ECLI:NL:RBDHA:2014:8862
Rechtbank Den Haag
- Voorlopige voorziening+bodemzaak
- A.W. Ente
- Rechtspraak.nl
Afwijzing van asielaanvraag op basis van ongeloofwaardige bekering tot het christendom
In deze zaak heeft de voorzieningenrechter van de Rechtbank Den Haag op 16 juli 2014 uitspraak gedaan in een procedure betreffende een asielaanvraag van eiser, die zijn aanvraag had ingediend op basis van een hernieuwde bekering tot het christendom. Eiser, die de Iraanse nationaliteit bezit, had eerder meerdere asielaanvragen ingediend, die telkens waren afgewezen op grond van ongeloofwaardigheid van zijn asielrelaas en bekering. De meest recente aanvraag was ingediend op 16 juni 2014, waarbij eiser stelde dat hij zijn geloof verder had verdiept en zich had aangesloten bij een nieuw kerkgenootschap, de 'Father’s House Movement'.

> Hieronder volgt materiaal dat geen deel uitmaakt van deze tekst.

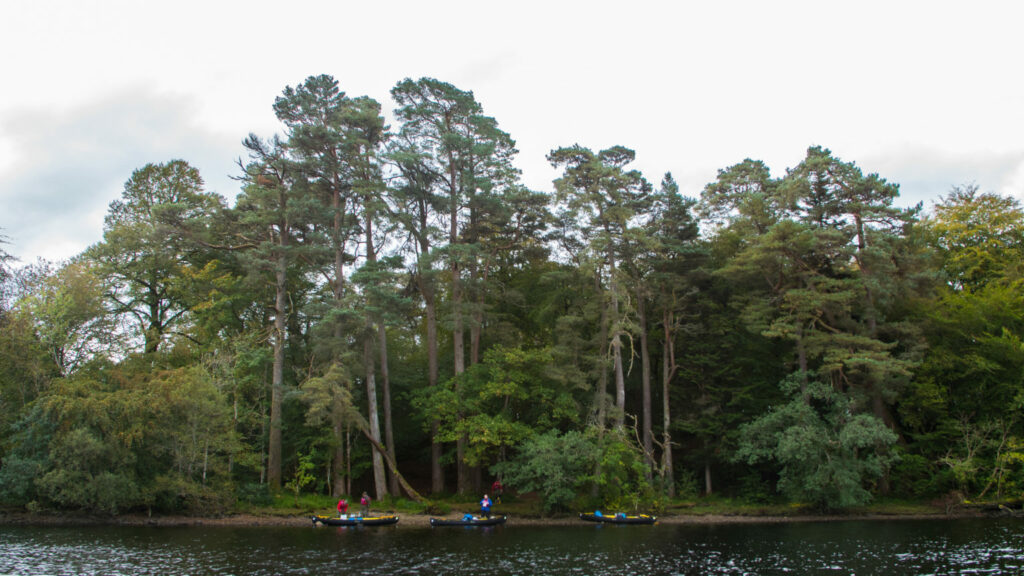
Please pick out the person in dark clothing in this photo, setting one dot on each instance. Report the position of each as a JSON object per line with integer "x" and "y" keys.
{"x": 365, "y": 504}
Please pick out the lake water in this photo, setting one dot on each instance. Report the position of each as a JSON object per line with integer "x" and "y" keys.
{"x": 938, "y": 546}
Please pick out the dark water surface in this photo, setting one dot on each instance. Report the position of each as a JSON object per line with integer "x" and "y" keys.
{"x": 961, "y": 546}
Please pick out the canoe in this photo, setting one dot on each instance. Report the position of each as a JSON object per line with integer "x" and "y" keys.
{"x": 474, "y": 521}
{"x": 619, "y": 519}
{"x": 355, "y": 520}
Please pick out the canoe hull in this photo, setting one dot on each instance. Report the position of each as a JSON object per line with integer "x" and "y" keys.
{"x": 493, "y": 521}
{"x": 642, "y": 519}
{"x": 356, "y": 521}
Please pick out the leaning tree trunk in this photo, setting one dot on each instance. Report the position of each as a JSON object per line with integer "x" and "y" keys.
{"x": 648, "y": 437}
{"x": 380, "y": 481}
{"x": 386, "y": 384}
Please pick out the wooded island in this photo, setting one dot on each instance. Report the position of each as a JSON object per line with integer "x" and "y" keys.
{"x": 389, "y": 309}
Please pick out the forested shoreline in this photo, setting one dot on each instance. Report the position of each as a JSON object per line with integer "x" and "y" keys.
{"x": 390, "y": 309}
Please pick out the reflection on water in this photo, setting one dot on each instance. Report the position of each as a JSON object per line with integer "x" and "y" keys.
{"x": 966, "y": 546}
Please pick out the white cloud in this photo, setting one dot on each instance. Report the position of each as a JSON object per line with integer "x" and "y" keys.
{"x": 927, "y": 93}
{"x": 71, "y": 165}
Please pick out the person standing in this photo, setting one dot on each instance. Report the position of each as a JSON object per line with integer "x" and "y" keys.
{"x": 365, "y": 504}
{"x": 485, "y": 506}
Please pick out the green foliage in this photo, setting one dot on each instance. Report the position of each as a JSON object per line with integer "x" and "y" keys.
{"x": 827, "y": 455}
{"x": 302, "y": 477}
{"x": 816, "y": 272}
{"x": 500, "y": 402}
{"x": 556, "y": 465}
{"x": 622, "y": 482}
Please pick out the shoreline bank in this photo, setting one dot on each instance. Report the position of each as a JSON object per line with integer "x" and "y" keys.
{"x": 414, "y": 521}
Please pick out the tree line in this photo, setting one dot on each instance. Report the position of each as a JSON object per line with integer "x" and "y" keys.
{"x": 389, "y": 309}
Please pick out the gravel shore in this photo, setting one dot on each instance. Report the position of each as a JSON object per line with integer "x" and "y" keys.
{"x": 407, "y": 521}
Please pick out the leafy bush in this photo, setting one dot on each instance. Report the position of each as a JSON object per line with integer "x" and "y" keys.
{"x": 555, "y": 465}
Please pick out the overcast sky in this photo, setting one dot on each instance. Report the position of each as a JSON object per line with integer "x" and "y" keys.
{"x": 929, "y": 94}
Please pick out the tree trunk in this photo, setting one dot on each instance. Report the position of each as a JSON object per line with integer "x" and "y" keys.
{"x": 616, "y": 350}
{"x": 273, "y": 465}
{"x": 668, "y": 368}
{"x": 462, "y": 472}
{"x": 436, "y": 471}
{"x": 338, "y": 462}
{"x": 648, "y": 437}
{"x": 380, "y": 481}
{"x": 386, "y": 383}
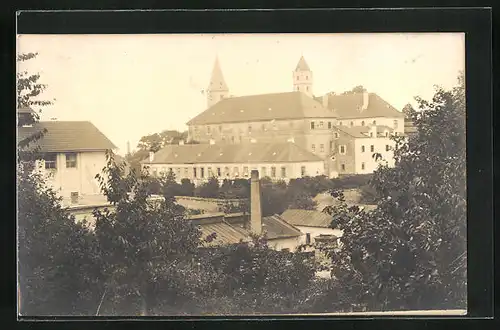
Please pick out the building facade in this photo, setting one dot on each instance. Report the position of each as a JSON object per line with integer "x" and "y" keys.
{"x": 300, "y": 116}
{"x": 199, "y": 162}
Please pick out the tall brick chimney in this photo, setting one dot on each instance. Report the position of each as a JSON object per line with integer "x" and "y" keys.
{"x": 255, "y": 204}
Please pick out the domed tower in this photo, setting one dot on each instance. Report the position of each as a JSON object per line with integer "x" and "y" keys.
{"x": 303, "y": 78}
{"x": 217, "y": 88}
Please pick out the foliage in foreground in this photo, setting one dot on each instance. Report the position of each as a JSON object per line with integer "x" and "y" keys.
{"x": 410, "y": 252}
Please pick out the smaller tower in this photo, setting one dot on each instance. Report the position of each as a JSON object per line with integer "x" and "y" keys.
{"x": 217, "y": 88}
{"x": 303, "y": 78}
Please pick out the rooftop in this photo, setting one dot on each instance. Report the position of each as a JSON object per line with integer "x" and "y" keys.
{"x": 217, "y": 82}
{"x": 264, "y": 107}
{"x": 280, "y": 152}
{"x": 65, "y": 136}
{"x": 347, "y": 106}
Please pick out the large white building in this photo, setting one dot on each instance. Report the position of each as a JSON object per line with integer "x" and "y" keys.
{"x": 199, "y": 162}
{"x": 71, "y": 153}
{"x": 309, "y": 120}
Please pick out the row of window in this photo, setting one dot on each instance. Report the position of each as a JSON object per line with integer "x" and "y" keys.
{"x": 222, "y": 172}
{"x": 50, "y": 161}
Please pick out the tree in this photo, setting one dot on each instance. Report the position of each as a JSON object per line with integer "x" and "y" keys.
{"x": 56, "y": 254}
{"x": 147, "y": 247}
{"x": 410, "y": 253}
{"x": 186, "y": 188}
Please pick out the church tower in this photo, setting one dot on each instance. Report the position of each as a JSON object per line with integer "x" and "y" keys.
{"x": 303, "y": 78}
{"x": 217, "y": 88}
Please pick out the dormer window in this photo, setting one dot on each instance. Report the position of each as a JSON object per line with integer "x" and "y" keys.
{"x": 71, "y": 160}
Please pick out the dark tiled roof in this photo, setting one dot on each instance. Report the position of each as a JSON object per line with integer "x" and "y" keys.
{"x": 25, "y": 110}
{"x": 276, "y": 227}
{"x": 309, "y": 218}
{"x": 350, "y": 106}
{"x": 232, "y": 153}
{"x": 63, "y": 136}
{"x": 225, "y": 233}
{"x": 302, "y": 65}
{"x": 217, "y": 82}
{"x": 265, "y": 107}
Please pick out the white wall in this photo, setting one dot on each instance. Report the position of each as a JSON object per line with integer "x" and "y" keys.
{"x": 293, "y": 170}
{"x": 80, "y": 179}
{"x": 316, "y": 231}
{"x": 366, "y": 157}
{"x": 279, "y": 244}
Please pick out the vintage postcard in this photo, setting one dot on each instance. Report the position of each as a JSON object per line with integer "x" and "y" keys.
{"x": 241, "y": 174}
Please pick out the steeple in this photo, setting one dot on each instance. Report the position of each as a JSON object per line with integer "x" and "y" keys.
{"x": 217, "y": 88}
{"x": 303, "y": 78}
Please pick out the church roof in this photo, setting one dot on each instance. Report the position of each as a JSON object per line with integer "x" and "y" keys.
{"x": 302, "y": 65}
{"x": 264, "y": 107}
{"x": 282, "y": 152}
{"x": 350, "y": 106}
{"x": 217, "y": 82}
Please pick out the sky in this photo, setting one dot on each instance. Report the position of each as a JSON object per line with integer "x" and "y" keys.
{"x": 130, "y": 86}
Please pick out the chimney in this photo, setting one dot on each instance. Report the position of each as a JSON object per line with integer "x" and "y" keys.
{"x": 255, "y": 205}
{"x": 365, "y": 100}
{"x": 325, "y": 100}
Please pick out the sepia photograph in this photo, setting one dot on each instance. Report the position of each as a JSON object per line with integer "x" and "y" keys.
{"x": 241, "y": 174}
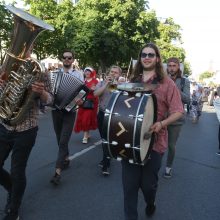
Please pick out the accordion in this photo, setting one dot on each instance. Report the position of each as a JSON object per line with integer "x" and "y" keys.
{"x": 66, "y": 89}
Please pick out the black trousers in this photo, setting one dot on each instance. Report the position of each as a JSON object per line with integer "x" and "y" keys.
{"x": 219, "y": 137}
{"x": 100, "y": 119}
{"x": 63, "y": 123}
{"x": 20, "y": 144}
{"x": 135, "y": 177}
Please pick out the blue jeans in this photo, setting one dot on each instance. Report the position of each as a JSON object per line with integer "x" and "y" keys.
{"x": 100, "y": 119}
{"x": 173, "y": 135}
{"x": 20, "y": 144}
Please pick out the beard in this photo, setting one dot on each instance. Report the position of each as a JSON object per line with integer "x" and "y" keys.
{"x": 172, "y": 74}
{"x": 67, "y": 65}
{"x": 149, "y": 68}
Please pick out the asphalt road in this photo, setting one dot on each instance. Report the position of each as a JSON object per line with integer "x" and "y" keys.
{"x": 192, "y": 193}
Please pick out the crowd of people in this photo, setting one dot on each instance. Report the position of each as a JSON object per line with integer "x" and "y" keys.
{"x": 172, "y": 91}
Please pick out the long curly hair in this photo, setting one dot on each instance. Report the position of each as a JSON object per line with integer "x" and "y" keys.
{"x": 137, "y": 73}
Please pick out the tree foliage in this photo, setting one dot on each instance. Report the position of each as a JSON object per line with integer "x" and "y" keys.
{"x": 102, "y": 32}
{"x": 6, "y": 29}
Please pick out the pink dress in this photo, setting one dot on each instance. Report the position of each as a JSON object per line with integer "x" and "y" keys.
{"x": 87, "y": 118}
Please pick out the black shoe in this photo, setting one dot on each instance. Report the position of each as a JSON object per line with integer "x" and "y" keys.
{"x": 7, "y": 206}
{"x": 56, "y": 179}
{"x": 101, "y": 163}
{"x": 66, "y": 164}
{"x": 150, "y": 210}
{"x": 218, "y": 153}
{"x": 11, "y": 215}
{"x": 105, "y": 170}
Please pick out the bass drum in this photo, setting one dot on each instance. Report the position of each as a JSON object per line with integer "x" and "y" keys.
{"x": 128, "y": 117}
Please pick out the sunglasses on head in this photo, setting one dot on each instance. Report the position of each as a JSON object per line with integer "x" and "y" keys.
{"x": 69, "y": 58}
{"x": 148, "y": 55}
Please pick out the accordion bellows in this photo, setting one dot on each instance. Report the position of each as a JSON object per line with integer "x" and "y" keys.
{"x": 66, "y": 87}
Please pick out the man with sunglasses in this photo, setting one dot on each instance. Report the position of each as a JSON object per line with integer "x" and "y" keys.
{"x": 63, "y": 121}
{"x": 19, "y": 140}
{"x": 149, "y": 70}
{"x": 183, "y": 84}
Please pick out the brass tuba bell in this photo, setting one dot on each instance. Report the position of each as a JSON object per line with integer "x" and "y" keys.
{"x": 18, "y": 71}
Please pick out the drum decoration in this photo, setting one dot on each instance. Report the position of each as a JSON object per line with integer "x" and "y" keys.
{"x": 128, "y": 118}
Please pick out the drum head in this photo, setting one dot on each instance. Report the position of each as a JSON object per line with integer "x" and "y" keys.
{"x": 148, "y": 120}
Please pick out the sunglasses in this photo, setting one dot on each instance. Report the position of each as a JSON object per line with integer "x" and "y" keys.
{"x": 69, "y": 58}
{"x": 148, "y": 55}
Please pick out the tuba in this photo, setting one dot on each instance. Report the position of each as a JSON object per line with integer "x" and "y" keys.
{"x": 18, "y": 71}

De voorzieningenrechter oordeelde dat de overgelegde stukken en verklaringen van eiser niet voldoende waren om aan te tonen dat er sprake was van nieuwe feiten of veranderde omstandigheden die een hernieuwde beoordeling van zijn asielaanvraag rechtvaardigden. De rechter verwees naar eerdere uitspraken waarin de bekering van eiser al als ongeloofwaardig was beoordeeld. De voorzieningenrechter concludeerde dat de verklaringen van eiser over zijn bekering en de activiteiten die hij ondernam in het kader van zijn geloof niet wezenlijk verschilden van eerdere verklaringen en dat er geen overtuigend bewijs was dat zijn situatie was veranderd.
Daarom werd het beroep ongegrond verklaard en werd het verzoek om een voorlopige voorziening afgewezen. De voorzieningenrechter benadrukte dat zonder nieuwe feiten of bijzondere omstandigheden, de rechtbank niet in staat was om het bestreden besluit te toetsen. De uitspraak werd gedaan door mr. A.W. Ente, in aanwezigheid van griffier P.C.M. van Leeuwen, en is openbaar uitgesproken op 16 juli 2014.